Вот они скоро уже уйдут, думал мистер Фрэзер, и унесут с собой "Кукарачу". Тогда он включит радио, ведь радио можно приглушить так, чтобы еле-еле было слышно.
Я могу сказать о себе, что полюбил радио после этого рассказа. Может быть, он и оказал подспудное влияние на всю мою последующую жизнь. Лежать в больнице, как мистер Фрэзер, и слушать в наушниках радио, когда все вокруг затихает, - что может быть лучше (конечно, если при этом не смертельно болен, а лежишь с твердой надеждой на выздоровление).

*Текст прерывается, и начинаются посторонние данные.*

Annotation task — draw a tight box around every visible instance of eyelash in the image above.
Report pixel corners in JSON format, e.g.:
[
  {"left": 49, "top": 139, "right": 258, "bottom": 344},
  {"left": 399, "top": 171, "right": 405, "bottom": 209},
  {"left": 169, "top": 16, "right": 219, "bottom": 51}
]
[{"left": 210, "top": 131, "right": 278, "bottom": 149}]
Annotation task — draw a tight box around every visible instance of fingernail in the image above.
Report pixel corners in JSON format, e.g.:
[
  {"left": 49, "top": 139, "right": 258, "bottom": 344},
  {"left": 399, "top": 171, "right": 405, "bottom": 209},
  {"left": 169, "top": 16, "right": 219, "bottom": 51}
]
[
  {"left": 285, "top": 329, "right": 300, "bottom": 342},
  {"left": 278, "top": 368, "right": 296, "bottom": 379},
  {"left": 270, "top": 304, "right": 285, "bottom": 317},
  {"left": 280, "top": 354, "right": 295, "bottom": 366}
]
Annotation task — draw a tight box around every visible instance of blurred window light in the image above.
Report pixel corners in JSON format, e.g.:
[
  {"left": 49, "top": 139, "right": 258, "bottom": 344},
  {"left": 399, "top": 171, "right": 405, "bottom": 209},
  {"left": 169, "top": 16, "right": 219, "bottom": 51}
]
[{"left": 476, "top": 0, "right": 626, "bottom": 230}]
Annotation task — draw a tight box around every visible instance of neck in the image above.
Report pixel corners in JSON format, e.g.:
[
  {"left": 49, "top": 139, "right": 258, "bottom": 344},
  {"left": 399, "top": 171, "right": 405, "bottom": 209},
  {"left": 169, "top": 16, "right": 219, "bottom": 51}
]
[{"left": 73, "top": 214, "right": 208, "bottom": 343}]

Днем радио было плохо слышно, и говорили, что этого из-за того, что в окрестных горах много руды, но всю ночь оно работало прекрасно, и когда одна станция прекращала работу, можно было передвигаться дальше на запад и ловить другую. Последней был Сиэттл, в штате Вашингтон, и благодаря разнице во времени, когда кончали передачу в четыре часа утра, в больнице было уже пять часов утра, и в шесть можно было поймать утреннюю музыкальную передачу из Миннеаполиса. Это тоже возможно было благодаря разнице во времени, и мистер Фрэзер любил думать о музыкантах, приходящих утром в студию, и представлять себе, как они выходят из трамвая на рассвете, неся свои инструменты. Может быть, этого и не было и они оставляли инструменты там, где играли, но он всегда представлял их себе с инструментами. Он никогда не бывал в Миннеаполисе и думал, что, может быть, никогда не попадет туда, но видел ясно, как выглядит город утром.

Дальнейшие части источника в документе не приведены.